Recordar el patio de tierra y la parra, el zaguán y el aljibe.
Haber heredado el inglés, haber interrogado el sajón.
Profesar el amor del alemán y la nostalgia del latín.
No haber salído de mi biblioteca.
Ser Alonso Quijano y no atreverme a ser don Quijote.
Haber conversado en Palermo con un viejo asesino.
Conocer las ilustres incertidumbres que son la metafisica.
Leer a Macedonio Fernández con la voz que fue suya.
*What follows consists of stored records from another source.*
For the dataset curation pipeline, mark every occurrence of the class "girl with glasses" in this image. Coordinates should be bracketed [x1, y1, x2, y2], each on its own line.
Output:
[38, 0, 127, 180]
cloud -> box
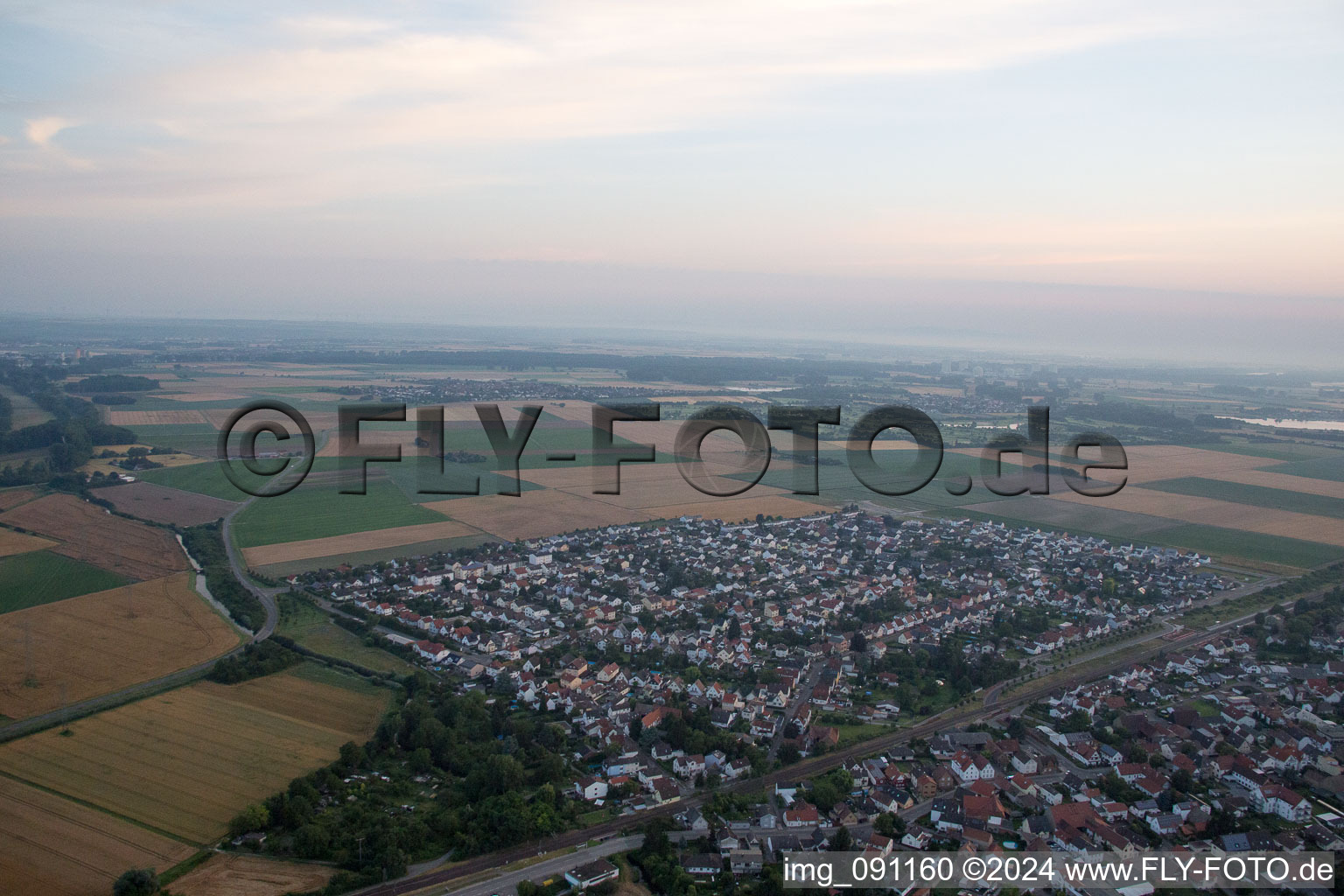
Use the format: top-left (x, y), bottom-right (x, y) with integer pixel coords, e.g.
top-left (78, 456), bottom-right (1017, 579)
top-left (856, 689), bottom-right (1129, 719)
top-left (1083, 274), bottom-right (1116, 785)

Agradecer el ajedrez y el jazmín, los tigres y el hexámetro.
Haber enseñado lo que no sé a quienes sabrán más que yo.
Ser esa cosa que nadie puede definir: argentino.
Haber honrado espadas y razonablemente querer la paz.
No ser codicioso de las islas.
Ser ciudadano de Ginebra, de Montevideo, de Austín y (como todos lo hombres) de Roma.
Agradecer los dones de la Luna y de Paul Verlaine.
Haber urdido algún endecasílabo.
Haber vuelto a contar antiguas historias.
Haber ordenado en el dialecto de nuestro tiempo las cinco o seis metáforas.
Haber eludido sobornos.
Ninguna de esas cosas es rara y su conjunto me depara una fama que no acabo de comprender.